Among other results, this created high risks for investors. For example, applying the Chevron Doctrine to internet regulation means that when there is a Republican president, the FCC has greater regulatory powers over the internet and policies are made to favor internet content providers. But when the president is a Democrat, the regulations are repealed. Then, unhampered by regulations, internet service providers profit. The result is that investors have no security; they don’t know what the situation will be after the next election. “By combining Chevron with political polarity, we have adopted a policy that discourages investment by both internet content providers and internet service providers.” Id.

The Court is currently considering whether to overturn Chevron. Justice Kavanaugh said, “The reality of how this works is Chevron itself ushers in shocks to the system every four or eight years when a new administration comes in, and, whether it’s communications law or securities law or competition law or environmental law, it goes from pillar to post.” Melissa Quinn, Supreme Court Signals Openness to Curtailing Federal Regulatory Power in Potentially Major Shift, CBS News, Jan. 17, 2024.

Some citizens and legislators are working towards a more beneficial relationship. One example is FairVote, “a nonpartisan organization that conducts research and advances voting reforms that make democracy more functional and representative.” Who We Are, FairVote, Jan. 17, 2024.

FairVote promotes ranked-choice voting as a way to make elections better. Id. In this method, candidates of both parties are listed on the same ballot. Voters may select as many choices as they want, and rank them according to preference. The winner is the candidate with a majority of votes. This is remarkable compared to traditional elections where the winner often only gets 20 or 30% of the votes. Id. In ranked choice voting, women, people of color, and independents win more elections than they do with traditional ballots. Id. Gerrymandering doesn’t seem to affect the outcome, and campaigns are more civil. Id.
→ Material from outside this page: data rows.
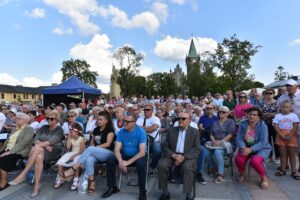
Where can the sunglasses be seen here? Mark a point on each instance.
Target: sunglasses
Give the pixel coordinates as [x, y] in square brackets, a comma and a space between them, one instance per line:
[127, 121]
[181, 118]
[75, 129]
[50, 118]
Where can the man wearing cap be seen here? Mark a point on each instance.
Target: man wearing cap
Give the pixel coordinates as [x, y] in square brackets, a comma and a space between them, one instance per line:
[10, 122]
[151, 124]
[2, 119]
[293, 95]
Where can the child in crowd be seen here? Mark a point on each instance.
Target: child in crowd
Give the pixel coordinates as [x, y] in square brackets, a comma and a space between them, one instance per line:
[75, 143]
[286, 124]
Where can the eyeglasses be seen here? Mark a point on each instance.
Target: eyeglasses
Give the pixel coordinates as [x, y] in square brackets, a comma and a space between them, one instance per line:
[127, 121]
[181, 118]
[269, 93]
[50, 118]
[75, 129]
[252, 114]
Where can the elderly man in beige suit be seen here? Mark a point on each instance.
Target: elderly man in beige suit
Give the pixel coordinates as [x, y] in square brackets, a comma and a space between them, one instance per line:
[181, 149]
[16, 147]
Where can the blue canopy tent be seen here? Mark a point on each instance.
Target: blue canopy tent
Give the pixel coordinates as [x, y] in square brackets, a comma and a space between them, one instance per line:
[66, 91]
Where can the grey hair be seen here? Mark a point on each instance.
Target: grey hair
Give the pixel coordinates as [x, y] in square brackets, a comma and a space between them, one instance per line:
[24, 116]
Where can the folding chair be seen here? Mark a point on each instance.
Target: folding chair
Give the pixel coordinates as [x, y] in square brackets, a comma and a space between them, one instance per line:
[178, 179]
[133, 165]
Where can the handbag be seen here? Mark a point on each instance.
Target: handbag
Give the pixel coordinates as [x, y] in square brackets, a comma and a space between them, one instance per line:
[83, 184]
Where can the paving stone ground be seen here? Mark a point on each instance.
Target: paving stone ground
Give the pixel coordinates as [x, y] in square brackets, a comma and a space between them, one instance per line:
[282, 188]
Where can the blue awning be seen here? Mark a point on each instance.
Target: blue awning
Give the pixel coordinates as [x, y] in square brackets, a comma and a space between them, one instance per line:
[72, 86]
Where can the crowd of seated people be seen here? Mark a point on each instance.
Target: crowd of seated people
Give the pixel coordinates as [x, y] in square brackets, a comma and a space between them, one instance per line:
[184, 136]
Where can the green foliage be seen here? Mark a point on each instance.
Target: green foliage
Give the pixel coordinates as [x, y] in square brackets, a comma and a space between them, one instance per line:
[232, 58]
[129, 61]
[161, 84]
[81, 69]
[280, 75]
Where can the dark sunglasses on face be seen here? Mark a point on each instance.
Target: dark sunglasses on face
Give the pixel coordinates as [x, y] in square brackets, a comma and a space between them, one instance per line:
[181, 118]
[50, 118]
[127, 121]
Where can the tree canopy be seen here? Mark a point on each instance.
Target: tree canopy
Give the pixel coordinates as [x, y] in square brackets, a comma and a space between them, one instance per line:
[81, 69]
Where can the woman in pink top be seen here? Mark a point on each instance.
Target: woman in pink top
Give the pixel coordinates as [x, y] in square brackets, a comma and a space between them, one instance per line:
[239, 110]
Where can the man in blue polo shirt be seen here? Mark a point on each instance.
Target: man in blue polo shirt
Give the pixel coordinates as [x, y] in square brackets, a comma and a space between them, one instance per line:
[205, 123]
[130, 147]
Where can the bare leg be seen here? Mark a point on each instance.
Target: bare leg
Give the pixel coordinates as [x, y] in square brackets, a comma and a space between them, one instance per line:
[71, 171]
[291, 152]
[32, 158]
[3, 178]
[59, 170]
[38, 171]
[283, 157]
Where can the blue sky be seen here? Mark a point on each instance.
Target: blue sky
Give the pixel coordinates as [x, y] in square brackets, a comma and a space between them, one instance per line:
[38, 35]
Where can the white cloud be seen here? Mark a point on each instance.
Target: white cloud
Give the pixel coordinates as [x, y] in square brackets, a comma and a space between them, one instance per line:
[146, 20]
[161, 10]
[79, 11]
[36, 13]
[179, 2]
[8, 79]
[295, 42]
[4, 2]
[97, 53]
[176, 49]
[62, 31]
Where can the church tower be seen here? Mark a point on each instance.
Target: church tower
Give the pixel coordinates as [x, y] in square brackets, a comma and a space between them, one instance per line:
[192, 60]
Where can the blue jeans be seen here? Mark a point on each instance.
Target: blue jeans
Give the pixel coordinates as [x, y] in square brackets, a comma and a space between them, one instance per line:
[155, 150]
[201, 159]
[91, 155]
[218, 154]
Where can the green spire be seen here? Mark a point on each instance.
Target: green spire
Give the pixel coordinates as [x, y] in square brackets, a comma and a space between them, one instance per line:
[192, 51]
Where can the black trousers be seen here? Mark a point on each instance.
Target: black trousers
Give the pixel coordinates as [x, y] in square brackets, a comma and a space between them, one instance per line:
[9, 162]
[140, 165]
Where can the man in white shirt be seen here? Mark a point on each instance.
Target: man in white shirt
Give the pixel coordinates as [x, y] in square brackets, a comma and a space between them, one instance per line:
[2, 119]
[181, 150]
[151, 125]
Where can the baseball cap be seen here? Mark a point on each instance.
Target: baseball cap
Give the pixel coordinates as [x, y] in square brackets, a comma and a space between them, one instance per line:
[291, 82]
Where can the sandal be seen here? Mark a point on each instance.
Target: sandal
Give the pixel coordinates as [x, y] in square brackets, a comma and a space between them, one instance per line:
[91, 187]
[75, 184]
[58, 182]
[219, 179]
[241, 178]
[264, 185]
[295, 176]
[71, 174]
[280, 173]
Future Caucus is another good example of marshalling our differences to solve our problems. Future Caucus works “to bridge the partisan divide and lead a new era of collaborative governance.” Activating Young Legislators To Bridge Partisan Divide, Future Caucus Jan. 17, 2024

In Arkansas, Future Caucus has been recognized by the General Assembly. The text of the bill states in part that the caucus is “working to transcend political polarization…[advance] future-oriented solutions to the issues facing future generations…and [work] towards a culture of political cooperation.” H.R. 1052, 94th Gen. Assemb., Reg. Sess. (Ar. 2023).

An editorial on the caucus begins, “who says there’s no good news in the newspaper? Imagine elected leaders in Arkansas speaking about collaboration, finding common ground and trying to discern the issues in which the state’s residents are better served by something beyond loyalty to political parties.”  In the Arkansas Legislature, Common Ground Based on the Quality of Ideas Can Advance the State, Northwest Arkansas Democrat-Gazette, Dec. 11, 2022.

As a third-year law student, I have observed that one fact is common to every subject: really smart people rely on the same information but come to different conclusions! At first, the idea that different conclusions can all be “right,” was disconcerting. Now it is exhilarating! It makes me wiser, more sympathetic, and more aware of what needs doing and how to do it. Knowing that someone is not “wrong” just because they disagree is a relief. It’s a feeling of expansion while at the same time, grounding.

Kudos to James Madison, and to all efforts that celebrate our American cacophony, that wield our differences for the good of all.